Conservation status of indigenous vascular plant species in the Wellington region Other Publication
- Author
- Crisp, P.
- Year
- 2020
- Publisher / Organisation
- Greater Wellington Regional Council
- Pages
- 39
- Summary
- The New Zealand Threat Classification System (NZTCS) provides a tool for assigning a threat status to candidate taxa at the national scale. These threat rankings form the basis for prioritising conservation management actions, research and monitoring, and natural resource management decisions (Townsend et al, 2008). The NZTCS is effective at the national scale, but regional councils need local data for managing and protecting biodiversity within their regions. While the Department of Conservation (DOC) is tasked with managing indigenous species nationally, regional and district councils have a statutory obligation to manage the habitats of threatened species locally under the Resource Management Act, 1991. A methodology to create regional threat lists was developed by a collaborative group comprising representatives from DOC, regional councils and a local authority.

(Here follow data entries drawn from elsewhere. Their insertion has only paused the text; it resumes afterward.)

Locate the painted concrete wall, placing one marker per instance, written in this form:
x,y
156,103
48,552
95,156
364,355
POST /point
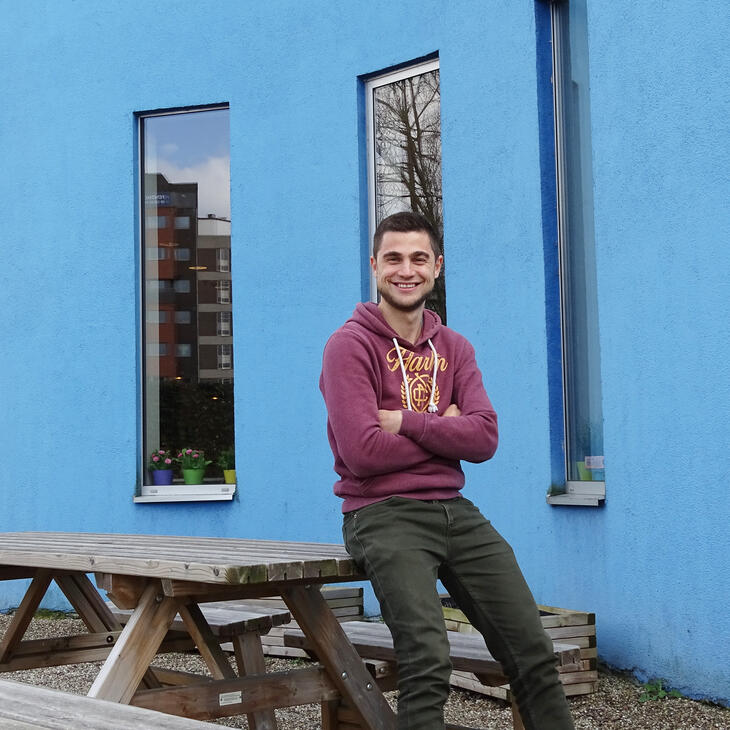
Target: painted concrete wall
x,y
651,562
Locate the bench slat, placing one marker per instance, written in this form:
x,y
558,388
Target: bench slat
x,y
468,651
226,620
24,706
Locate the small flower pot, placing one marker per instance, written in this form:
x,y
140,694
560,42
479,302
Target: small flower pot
x,y
193,476
161,476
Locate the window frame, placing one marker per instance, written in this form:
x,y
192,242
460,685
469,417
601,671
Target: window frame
x,y
178,492
577,493
371,84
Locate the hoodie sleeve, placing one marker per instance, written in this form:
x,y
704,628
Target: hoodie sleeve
x,y
473,435
349,386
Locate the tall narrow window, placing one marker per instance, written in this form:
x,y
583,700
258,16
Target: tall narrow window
x,y
403,111
187,391
578,287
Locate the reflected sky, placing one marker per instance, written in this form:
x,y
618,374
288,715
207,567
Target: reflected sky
x,y
193,147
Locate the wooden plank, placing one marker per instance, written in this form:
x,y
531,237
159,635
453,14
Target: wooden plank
x,y
226,619
243,695
213,560
137,645
346,670
570,632
21,620
25,706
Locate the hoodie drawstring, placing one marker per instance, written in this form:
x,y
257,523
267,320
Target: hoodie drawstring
x,y
432,407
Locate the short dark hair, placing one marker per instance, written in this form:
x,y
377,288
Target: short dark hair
x,y
405,222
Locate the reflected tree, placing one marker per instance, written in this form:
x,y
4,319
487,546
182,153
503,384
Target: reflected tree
x,y
408,157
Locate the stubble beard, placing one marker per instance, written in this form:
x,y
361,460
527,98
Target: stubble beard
x,y
400,306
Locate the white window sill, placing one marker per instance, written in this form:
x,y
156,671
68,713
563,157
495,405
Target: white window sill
x,y
187,493
580,494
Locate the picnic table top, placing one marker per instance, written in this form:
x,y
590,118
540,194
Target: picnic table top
x,y
227,561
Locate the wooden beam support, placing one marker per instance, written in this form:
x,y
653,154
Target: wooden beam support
x,y
206,641
250,660
136,647
22,618
310,611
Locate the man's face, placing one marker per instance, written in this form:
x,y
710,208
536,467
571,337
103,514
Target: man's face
x,y
406,269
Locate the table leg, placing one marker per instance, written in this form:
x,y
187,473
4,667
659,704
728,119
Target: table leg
x,y
250,660
136,647
344,665
28,606
93,611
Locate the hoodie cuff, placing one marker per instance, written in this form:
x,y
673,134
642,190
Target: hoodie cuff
x,y
413,425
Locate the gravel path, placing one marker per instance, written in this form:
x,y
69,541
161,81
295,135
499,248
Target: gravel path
x,y
616,704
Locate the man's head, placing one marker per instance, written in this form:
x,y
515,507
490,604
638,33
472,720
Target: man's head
x,y
405,262
405,222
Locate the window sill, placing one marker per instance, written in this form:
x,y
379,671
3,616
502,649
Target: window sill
x,y
580,494
187,493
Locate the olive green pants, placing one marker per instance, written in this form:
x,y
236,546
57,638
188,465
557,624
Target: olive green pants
x,y
404,546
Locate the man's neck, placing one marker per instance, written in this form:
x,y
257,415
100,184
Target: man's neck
x,y
407,325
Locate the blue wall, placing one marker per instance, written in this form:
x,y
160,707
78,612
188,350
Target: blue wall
x,y
652,562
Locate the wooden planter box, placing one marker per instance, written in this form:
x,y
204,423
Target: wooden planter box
x,y
575,627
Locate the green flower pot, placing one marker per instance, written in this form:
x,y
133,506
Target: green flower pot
x,y
193,476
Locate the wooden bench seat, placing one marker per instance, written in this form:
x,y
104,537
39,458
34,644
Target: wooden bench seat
x,y
373,642
235,624
24,706
227,618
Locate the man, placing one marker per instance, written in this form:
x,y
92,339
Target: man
x,y
405,403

The resulting regional threat listing methodology leverages off the NZTCS, but applies a species population threshold adjusted to the regional land area under consideration (relative to the national land area) for species that are not nationally threatened. The assigned regional threat status cannot be lower than that of the national threat status, but can be higher, (e.g. a Nationally Vulnerable species could be assessed as being Regionally Critical). Other assessments made in the regional threat listing process include identifying populations that are national strongholds and the use of regional qualifiers, such as natural or historic range limits. The need for a regional threat list is evidenced by the ongoing loss of species from the Wellington region. While a particular plant species may not be nationally threatened, the loss of a species from part of its range is the ‘tip of the iceberg’. The loss of a species in a region may also result in the extirpation of a local form, type or variety of that species. Biodiversity decline is occurring across New Zealand. One of the keys to halting/reversing that decline is knowing where those declines are occurring. A regional threat list will aid the identification of those losses at a local level, plus provide information that can be used for national conservation status assessments.